The argument by the two sides for Montgomery vs. Caribe Transport II to be remanded to the district court is that the summary judgment by that court in favor of C.H. Robinson was based on its interpretation of F4A.
But the joint filing says “the Supreme Court has now held that such claims are not preempted by the act. Accordingly, this case should be remanded for further proceedings” on the negligent-hiring claims against C.H. Robinson, which were tossed out under the earlier F4A interpretation.
Settlement possible?
The case could wind up in a trial. But it could also end up settled out of court.
C.H. Robinson has been in a similar situation previously. In the mixture of cases involving broker liability, for several years the only federal case where F4A was not found to protect brokers was Miller vs. C.H. Robinson in the Ninth Circuit. (A Sixth Circuit decision in the case of Cox vs. TQL a year ago added another decision that was “anti-broker,” which helped pave the way for the Supreme Court to take up the issue given the conflicting circuit court decisions).
In the Miller case, the appeals court found that F4A’s phrase “with respect to motor vehicles” that allows state legal action against a transportation provider over a safety issue could be extended to include a 3PL.

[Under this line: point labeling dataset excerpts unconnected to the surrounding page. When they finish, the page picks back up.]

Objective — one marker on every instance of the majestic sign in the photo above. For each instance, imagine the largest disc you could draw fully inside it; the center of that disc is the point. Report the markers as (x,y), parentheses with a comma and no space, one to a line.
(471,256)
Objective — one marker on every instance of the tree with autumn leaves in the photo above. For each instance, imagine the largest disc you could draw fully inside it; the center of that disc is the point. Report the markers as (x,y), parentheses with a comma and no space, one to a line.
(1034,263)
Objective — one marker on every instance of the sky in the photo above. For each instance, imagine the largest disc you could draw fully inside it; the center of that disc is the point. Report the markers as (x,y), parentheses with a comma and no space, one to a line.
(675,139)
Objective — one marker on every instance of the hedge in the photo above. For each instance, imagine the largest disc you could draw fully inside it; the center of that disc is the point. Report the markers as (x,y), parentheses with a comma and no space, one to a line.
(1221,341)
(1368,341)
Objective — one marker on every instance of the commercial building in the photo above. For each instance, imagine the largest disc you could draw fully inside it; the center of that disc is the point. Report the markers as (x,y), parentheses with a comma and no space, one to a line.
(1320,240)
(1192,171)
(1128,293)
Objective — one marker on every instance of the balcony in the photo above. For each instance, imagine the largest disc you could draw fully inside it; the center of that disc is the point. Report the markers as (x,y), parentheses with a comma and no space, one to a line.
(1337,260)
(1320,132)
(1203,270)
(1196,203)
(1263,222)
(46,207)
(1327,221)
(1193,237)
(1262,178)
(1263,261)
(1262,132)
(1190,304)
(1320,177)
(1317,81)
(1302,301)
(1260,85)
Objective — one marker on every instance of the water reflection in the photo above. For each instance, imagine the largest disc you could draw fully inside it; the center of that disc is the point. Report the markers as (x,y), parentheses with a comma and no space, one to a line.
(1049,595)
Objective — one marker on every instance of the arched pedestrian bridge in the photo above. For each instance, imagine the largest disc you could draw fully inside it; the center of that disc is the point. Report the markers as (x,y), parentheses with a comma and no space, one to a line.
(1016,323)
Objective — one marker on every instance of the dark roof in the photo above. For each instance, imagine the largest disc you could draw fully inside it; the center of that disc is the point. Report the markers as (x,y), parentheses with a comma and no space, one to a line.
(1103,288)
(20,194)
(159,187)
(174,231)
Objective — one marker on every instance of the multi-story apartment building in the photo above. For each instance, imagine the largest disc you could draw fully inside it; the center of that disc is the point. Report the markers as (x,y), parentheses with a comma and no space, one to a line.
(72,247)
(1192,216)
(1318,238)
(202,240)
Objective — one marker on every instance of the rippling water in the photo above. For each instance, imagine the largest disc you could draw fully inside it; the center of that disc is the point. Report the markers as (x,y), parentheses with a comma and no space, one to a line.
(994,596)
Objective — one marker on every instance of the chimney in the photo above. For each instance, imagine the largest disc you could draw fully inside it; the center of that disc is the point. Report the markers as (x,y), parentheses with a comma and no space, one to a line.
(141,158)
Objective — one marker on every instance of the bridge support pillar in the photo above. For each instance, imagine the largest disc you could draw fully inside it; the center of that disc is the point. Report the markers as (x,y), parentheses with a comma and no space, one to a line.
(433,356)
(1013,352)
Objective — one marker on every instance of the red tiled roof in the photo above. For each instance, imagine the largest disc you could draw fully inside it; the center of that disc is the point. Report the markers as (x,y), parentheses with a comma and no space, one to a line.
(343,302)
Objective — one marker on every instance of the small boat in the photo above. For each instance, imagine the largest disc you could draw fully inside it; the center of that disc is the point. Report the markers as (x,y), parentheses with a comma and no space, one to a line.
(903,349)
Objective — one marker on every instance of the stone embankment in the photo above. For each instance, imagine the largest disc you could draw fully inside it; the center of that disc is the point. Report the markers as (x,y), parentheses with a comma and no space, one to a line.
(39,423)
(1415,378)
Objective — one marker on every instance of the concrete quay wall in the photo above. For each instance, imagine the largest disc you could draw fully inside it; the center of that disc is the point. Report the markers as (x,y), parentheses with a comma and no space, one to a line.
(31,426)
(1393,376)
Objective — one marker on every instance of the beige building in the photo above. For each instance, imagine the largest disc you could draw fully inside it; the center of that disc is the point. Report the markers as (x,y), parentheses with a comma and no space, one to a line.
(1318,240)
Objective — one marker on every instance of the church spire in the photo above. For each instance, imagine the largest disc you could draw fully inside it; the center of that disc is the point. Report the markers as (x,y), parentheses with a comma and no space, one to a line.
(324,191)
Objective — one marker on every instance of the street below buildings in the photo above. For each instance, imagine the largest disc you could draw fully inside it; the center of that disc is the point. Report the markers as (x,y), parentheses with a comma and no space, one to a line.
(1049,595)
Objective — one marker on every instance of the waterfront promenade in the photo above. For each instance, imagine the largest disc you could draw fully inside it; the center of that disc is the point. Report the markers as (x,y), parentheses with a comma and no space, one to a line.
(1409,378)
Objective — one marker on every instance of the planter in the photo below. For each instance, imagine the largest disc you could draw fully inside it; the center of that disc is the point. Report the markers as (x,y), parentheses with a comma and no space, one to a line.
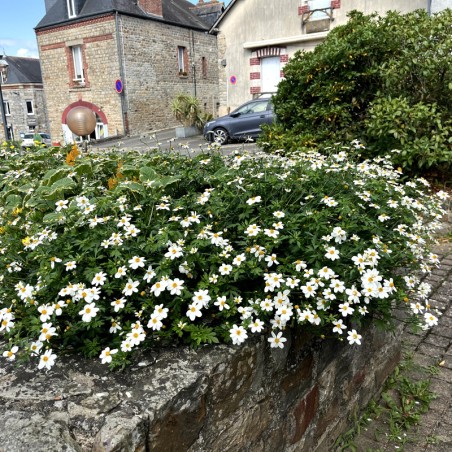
(184,132)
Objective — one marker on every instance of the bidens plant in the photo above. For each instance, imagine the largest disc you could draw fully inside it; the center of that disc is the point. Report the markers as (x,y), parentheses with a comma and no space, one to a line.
(109,252)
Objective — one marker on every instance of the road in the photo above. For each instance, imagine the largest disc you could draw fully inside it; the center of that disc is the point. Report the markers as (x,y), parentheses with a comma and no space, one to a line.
(166,140)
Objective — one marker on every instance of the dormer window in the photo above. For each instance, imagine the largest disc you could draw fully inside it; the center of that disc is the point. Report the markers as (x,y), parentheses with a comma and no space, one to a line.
(71,9)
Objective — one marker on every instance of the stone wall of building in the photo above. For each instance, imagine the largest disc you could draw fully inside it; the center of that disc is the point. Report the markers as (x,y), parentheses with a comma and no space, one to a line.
(98,40)
(19,119)
(223,398)
(152,78)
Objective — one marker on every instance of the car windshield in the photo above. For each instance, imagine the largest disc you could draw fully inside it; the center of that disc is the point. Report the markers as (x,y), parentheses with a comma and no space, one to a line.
(252,107)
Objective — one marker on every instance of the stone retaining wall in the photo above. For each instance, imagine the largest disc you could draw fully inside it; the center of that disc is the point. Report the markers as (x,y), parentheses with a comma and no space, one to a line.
(225,398)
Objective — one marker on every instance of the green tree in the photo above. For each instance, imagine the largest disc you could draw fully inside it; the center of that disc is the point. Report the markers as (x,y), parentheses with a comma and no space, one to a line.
(386,81)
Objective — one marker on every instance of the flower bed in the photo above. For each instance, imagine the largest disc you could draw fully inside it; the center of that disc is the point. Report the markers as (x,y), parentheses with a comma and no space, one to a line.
(105,253)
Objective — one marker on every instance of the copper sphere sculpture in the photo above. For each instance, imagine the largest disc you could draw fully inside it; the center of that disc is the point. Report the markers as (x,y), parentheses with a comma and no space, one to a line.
(81,121)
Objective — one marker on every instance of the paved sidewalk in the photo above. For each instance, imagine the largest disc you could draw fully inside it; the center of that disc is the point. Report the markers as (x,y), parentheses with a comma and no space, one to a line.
(430,348)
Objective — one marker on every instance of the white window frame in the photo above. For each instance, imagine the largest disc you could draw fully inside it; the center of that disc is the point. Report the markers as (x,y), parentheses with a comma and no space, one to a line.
(77,57)
(32,107)
(71,9)
(180,58)
(7,108)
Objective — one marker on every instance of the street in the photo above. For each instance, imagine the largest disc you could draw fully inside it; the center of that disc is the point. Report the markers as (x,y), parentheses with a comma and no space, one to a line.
(166,140)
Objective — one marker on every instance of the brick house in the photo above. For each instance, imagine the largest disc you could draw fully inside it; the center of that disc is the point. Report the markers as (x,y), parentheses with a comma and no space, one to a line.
(23,98)
(155,48)
(256,38)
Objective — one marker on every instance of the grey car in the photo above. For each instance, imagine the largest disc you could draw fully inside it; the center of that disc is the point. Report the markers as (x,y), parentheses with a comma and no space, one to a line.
(244,122)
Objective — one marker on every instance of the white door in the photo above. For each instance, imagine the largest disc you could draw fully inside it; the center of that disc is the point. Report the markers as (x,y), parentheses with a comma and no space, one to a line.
(270,74)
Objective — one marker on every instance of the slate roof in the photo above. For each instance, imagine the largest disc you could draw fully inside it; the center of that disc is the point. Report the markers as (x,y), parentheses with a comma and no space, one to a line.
(23,70)
(174,11)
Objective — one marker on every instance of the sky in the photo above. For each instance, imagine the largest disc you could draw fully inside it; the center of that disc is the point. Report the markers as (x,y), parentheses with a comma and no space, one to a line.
(18,19)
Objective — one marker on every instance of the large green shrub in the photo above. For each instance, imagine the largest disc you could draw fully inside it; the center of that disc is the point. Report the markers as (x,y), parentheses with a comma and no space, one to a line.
(109,252)
(386,81)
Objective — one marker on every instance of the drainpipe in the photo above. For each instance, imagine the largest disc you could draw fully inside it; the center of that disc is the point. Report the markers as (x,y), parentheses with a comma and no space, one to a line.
(121,72)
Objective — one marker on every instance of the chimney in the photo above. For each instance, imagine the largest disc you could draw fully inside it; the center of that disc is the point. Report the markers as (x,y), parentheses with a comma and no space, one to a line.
(49,4)
(151,7)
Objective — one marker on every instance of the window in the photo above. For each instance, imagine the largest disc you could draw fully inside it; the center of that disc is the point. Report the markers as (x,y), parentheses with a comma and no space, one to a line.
(319,4)
(7,110)
(78,64)
(30,110)
(182,60)
(71,8)
(204,67)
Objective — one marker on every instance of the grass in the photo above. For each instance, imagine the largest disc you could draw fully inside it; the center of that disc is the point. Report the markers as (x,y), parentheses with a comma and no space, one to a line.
(397,412)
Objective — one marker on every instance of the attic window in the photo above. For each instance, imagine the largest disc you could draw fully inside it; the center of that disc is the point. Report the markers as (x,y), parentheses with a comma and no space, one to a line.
(71,9)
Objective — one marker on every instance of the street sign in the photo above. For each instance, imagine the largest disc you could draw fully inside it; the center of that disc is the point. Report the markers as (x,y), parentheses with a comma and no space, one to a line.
(118,86)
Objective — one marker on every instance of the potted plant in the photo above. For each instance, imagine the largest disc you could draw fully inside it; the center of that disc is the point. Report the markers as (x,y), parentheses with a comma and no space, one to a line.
(187,110)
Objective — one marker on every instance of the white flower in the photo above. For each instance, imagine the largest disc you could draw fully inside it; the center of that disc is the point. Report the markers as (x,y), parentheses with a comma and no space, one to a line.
(105,356)
(130,287)
(175,286)
(252,230)
(47,360)
(35,347)
(118,304)
(354,338)
(88,312)
(193,311)
(46,312)
(53,261)
(201,298)
(174,251)
(62,204)
(10,355)
(273,233)
(257,326)
(222,303)
(339,326)
(272,259)
(225,269)
(71,265)
(430,319)
(277,340)
(99,279)
(158,287)
(238,334)
(155,322)
(239,259)
(332,253)
(345,309)
(150,273)
(120,272)
(136,262)
(254,200)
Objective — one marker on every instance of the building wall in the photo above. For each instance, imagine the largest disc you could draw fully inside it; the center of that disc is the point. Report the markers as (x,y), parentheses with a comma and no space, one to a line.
(150,75)
(152,78)
(276,29)
(19,120)
(98,39)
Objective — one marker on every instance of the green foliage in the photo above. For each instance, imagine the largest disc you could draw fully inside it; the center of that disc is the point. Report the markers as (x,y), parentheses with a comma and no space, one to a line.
(385,81)
(106,252)
(188,111)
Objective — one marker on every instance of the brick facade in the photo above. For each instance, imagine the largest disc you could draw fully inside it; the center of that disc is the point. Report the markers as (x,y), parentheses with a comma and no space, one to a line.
(148,51)
(19,120)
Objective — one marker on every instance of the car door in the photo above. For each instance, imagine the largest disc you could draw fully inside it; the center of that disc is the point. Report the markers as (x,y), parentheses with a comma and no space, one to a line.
(246,120)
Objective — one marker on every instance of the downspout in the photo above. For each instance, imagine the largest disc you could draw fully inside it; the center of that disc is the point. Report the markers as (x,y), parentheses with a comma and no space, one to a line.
(194,61)
(121,72)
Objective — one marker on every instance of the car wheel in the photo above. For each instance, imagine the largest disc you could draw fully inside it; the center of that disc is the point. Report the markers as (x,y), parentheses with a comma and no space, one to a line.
(220,136)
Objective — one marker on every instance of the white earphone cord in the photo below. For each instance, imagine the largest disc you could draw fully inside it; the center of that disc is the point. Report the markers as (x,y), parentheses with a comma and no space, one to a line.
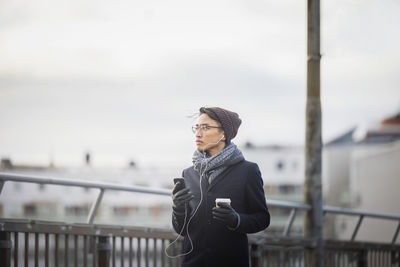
(188,223)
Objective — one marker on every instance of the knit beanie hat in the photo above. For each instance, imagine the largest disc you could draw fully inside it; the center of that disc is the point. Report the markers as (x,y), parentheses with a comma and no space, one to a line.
(229,120)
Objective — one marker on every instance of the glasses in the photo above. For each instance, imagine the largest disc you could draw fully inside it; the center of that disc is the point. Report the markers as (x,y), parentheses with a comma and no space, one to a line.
(203,127)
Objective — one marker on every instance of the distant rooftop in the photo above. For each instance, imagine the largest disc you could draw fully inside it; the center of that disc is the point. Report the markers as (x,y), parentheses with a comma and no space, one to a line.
(388,130)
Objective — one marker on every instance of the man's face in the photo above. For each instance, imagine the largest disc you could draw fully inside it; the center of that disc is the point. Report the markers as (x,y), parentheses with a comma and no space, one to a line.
(209,138)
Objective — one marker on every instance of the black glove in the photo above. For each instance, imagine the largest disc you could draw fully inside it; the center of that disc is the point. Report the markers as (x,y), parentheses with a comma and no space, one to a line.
(226,214)
(180,198)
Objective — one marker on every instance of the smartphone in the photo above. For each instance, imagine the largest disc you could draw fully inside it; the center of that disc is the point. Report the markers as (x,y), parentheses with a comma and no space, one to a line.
(181,185)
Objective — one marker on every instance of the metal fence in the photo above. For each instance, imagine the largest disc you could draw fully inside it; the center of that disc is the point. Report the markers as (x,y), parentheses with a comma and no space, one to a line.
(46,243)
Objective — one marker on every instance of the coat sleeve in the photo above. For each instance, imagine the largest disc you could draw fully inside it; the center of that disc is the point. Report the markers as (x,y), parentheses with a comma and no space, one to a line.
(179,220)
(257,217)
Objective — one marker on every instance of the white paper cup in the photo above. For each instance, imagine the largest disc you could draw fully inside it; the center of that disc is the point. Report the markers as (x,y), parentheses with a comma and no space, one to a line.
(225,200)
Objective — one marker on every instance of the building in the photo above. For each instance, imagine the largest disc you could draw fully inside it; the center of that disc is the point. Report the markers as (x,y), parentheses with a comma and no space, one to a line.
(361,170)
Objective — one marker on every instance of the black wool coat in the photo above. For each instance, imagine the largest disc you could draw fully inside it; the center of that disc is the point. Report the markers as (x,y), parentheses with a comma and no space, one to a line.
(214,244)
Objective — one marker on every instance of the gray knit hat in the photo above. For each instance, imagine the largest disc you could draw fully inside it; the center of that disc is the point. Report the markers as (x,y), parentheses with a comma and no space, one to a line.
(229,120)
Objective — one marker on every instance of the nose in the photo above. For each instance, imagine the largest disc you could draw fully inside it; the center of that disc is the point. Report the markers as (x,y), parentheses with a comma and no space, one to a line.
(198,133)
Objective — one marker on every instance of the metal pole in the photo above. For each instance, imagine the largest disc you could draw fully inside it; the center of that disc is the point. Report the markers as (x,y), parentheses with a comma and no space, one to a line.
(5,249)
(313,148)
(103,251)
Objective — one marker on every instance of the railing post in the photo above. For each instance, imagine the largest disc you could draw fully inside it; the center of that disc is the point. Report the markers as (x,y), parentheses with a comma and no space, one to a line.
(5,249)
(103,251)
(313,220)
(362,259)
(255,255)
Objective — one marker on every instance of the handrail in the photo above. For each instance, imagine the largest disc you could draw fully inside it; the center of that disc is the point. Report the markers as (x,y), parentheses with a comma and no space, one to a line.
(73,182)
(294,206)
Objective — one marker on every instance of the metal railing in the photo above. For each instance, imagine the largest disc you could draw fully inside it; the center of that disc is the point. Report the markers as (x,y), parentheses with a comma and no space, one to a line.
(61,244)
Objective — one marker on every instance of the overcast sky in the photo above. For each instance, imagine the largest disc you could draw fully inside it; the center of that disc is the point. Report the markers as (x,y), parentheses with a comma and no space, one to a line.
(121,78)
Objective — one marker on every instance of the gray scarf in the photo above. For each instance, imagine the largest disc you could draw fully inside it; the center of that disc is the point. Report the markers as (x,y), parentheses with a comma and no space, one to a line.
(211,167)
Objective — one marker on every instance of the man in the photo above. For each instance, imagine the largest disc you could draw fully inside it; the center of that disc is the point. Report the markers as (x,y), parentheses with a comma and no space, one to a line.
(217,236)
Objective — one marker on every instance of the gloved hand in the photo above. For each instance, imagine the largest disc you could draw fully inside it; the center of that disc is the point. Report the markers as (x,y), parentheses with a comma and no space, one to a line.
(226,214)
(180,198)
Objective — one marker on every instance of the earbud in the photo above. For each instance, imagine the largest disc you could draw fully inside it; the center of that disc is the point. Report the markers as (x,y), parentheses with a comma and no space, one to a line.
(216,143)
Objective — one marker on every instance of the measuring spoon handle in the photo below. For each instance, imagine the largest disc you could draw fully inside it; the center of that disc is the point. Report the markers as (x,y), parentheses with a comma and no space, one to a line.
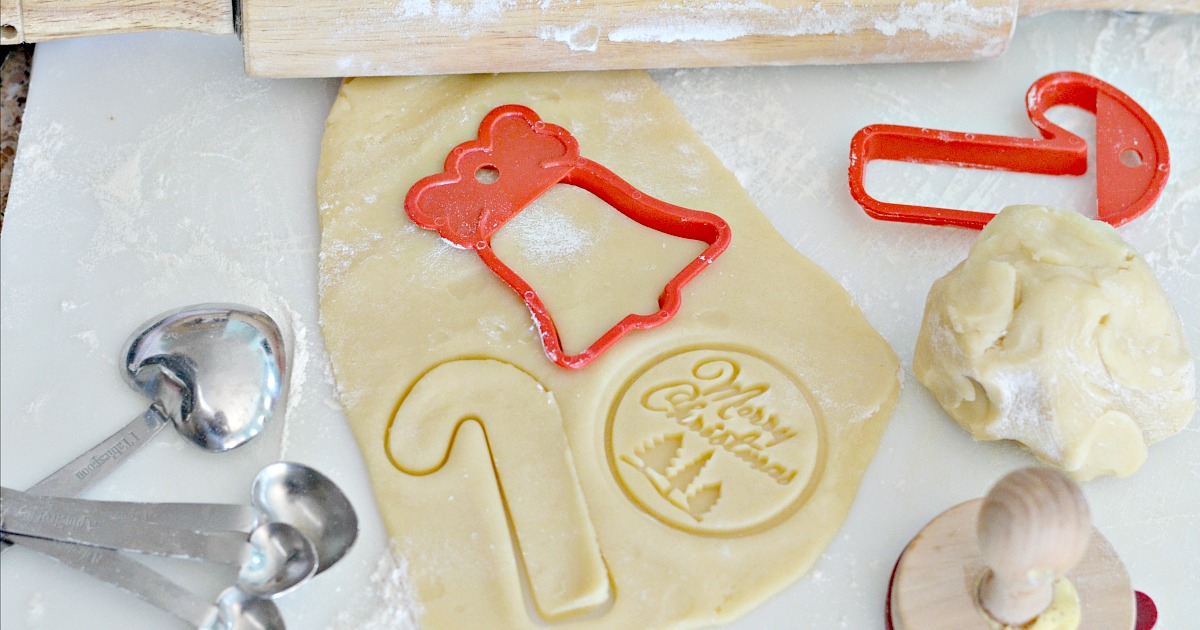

C.H. Robinson sought certiorari from the Supreme Court to review the issue. But in 2022, it was denied.
The Miller case went back to the U.S. District Court for Nevada, where it was ultimately settled just a few months after the Supreme Court punted.
In an email to FreightWaves, Greg Feary, president and managing partner at the trucking-focused Scopelitis law firm, said he thought the chances of a settlement in the case were “fairly likely,” given the fact that Caribe carried a conditional rating from the Federal Motor Carrier Safety Administration (FMCSA), which meant it had certain safety deficiencies.